Divisive normalization reformats concentration representations in the rate and time domains.

(A) Accuracy for concentration classification using experimental responses of second-order neurons (left: locust; center: zebrafish; right: mice). The concentration levels of each odor are classified independently per odor. Reported are the average accuracy across all odors, and error bars show standard deviations. Dashed line shows the accuracy level for random guess (0.2 for locust and zebrafish, 0.25 for mice). (B) Same as A but for experimental first-order neurons in fruit flies and mice. (C) Same as A but after divisive normalization applied to first-order responses in B. (D) The temporal response curves of simulated first-order neurons to an odor. Neurons with different affinity to this synthetic odor are highlighted (high affinity: blue; medium affinity: red; low affinity: cyan). (E) Same as D, after divisive normalization is applied. (F) Jaccard similarity between the sets of the 50 earliest-responding neurons for each pair of concentration levels. The value of Jaccard similarity ranges between 0 and 1; 1 means the two sets of neurons contain identical neurons, and 0 means they share no neurons in common. (G) The time when the 50 earliest-responding neurons respond under each concentration level. The neurons are sorted by their peak time under low concentration. (H) Rank of neurons under low concentration based on their time of peak response (y-axis) vs. rank of neurons under high concentration (x-axis).

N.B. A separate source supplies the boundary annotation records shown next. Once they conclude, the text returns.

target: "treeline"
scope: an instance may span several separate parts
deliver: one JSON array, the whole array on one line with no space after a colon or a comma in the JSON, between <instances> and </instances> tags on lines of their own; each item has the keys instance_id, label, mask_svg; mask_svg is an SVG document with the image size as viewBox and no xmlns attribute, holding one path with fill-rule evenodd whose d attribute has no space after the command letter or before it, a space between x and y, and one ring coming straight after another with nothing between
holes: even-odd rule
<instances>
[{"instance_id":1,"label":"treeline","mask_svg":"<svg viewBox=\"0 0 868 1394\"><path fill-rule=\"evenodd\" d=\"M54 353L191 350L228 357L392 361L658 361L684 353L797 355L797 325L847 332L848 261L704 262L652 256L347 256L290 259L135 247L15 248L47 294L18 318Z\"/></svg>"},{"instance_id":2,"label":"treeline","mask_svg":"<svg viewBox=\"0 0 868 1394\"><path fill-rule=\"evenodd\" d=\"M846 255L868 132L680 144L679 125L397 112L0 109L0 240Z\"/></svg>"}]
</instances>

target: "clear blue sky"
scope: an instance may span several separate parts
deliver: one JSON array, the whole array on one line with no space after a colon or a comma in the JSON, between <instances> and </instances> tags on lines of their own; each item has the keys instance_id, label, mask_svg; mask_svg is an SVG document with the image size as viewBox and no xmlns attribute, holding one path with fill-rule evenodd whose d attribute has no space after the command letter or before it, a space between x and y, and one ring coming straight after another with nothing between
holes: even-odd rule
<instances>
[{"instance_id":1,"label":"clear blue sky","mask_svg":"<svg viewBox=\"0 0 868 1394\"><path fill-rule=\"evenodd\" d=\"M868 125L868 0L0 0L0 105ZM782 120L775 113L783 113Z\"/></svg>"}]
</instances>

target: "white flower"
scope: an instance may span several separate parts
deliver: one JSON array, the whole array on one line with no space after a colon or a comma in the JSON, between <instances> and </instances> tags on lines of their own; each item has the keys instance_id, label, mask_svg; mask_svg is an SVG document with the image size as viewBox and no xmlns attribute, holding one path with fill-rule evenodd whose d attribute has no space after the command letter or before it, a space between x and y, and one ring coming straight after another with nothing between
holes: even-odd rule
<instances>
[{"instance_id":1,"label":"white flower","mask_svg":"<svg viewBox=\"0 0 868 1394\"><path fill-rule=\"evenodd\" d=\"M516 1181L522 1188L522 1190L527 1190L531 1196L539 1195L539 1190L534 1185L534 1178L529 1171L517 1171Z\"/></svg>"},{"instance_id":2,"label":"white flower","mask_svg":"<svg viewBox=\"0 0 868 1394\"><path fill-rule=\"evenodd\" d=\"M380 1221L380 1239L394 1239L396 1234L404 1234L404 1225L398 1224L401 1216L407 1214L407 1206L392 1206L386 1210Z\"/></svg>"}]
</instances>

A parallel olfactory pathway in land vertebrates provides improved concentration decoding.

(A) Top: concentration response curves of individual tufted cells to a single odor (valeraldhyde). Bottom: average population responses for mitral (MC, blue) and tufted (TC, red) cells. (B) Polar histogram showing the distribution of concentration response shapes MCs and TCs for all five odors combined. (C) Left: Cartoon illustration for the odor localization task. Right: estimated decrease in odor concentration as distance from the odor source increases. (D) Change in average population neuron activities across all pairs of concentrations. The x-axis shows the absolute value of difference in the relative dilution (in order of magnitude) between the two concentration levels. The y-axis shows the change in activity. Results are averaged over five odors, and the shaded area shows the 95% confidence intervals. (E) Estimated change of neural activities as the distance between the odor source and the animal’s location increases for mitral cells (left) and tufted cells (right). Each dot shows a particular concentration for an odor. There are 20 dots in total (4 concentrations x 5 odors). Each opaque line is a linear regression calculated based on all concentrations of a given odor, and the darker lines are the average over all odors. (F) Slopes for the linear regression lines shown in E. Each dot represents an odor. The value of the slope is an estimate of neural sensitivity to the change in distance to the odor source. The higher the slope, the higher the sensitivity.